Geboren in 1919 maakte mijn vader de crisistijd van de jaren dertig bewust mee, al had het gezin waarin hij opgroeide daar niet speciaal onder te lijden. De oorlog zette het leven van met name jonge twintigers op de kop. Hoewel die oorlog paradoxaal genoeg geen periode van verandering was, maar juist een van stilstand, onderbreking en uitstel. Na de bevrijding werd de draad weer opgepakt. In 1946 trouwden mijn ouders en streken neer op een afgelegen niet al te grote bijna bouwvallige boerderij waar mijn vader zijn droom van zelfstandig boer waar ging maken. De eerste tien jaar moet het een ploeteren geweest zijn. Geen stromend water en geen elektra maar wel het ene kind na het andere... Ja, hallo, bent u daar nog? Zo primitief was het in die dagen. Die zestiger jaren moesten toen nog komen. Voor mijn vader is die periode misschien niet meer geweest dan een sluitstuk van een halve eeuw niet aflatende ontwikkelingen en heftige geschiedenis.
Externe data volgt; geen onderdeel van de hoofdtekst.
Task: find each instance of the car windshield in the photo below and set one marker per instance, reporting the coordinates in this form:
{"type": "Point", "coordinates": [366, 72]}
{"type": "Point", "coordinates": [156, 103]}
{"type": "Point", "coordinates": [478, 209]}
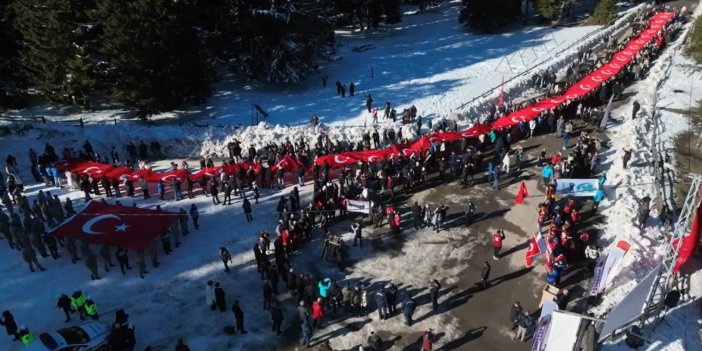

Ik heb later veel over die uitspraak na zitten denken. Of die wel waar was. En misschien niet al teveel vanuit hemzelf geredeneerd. Want maakt niet elke generatie zijn eigen veranderingen mee en misschien nog wel in een hoger tempo dan ervoor? Toch, als je het allemaal zo achter elkaar zet had mijn vader wel degelijk een punt. Tot op de dag van vandaag.
De enige revolutionaire verandering van na de jaren zeventig is de opkomst van de computer geweest - en alles wat daaruit voortkwam als automatisering, internet, digitalisering en sinds kort AI. Maar is voor de rest alles niet zo'n beetje hetzelfde gebleven? De auto en televisie deden in de jaren zestig massaal hun intrede. En zie: nog steeds rijden we erin en kijken we ernaar. De enige verandering die D'66/D66 heeft ondergaan is de weglating van de quote uit haar naam; in kamerzetels schommelt de partij nog steeds rond eenzelfde magere aantal. In 1972 publiceerde de Club van Rome haar rapport over de slechte staat waarin onze aardbol verkeerde. En waar gaat het tegenwoordig praktisch alleen maar over? Precies, het klimaat.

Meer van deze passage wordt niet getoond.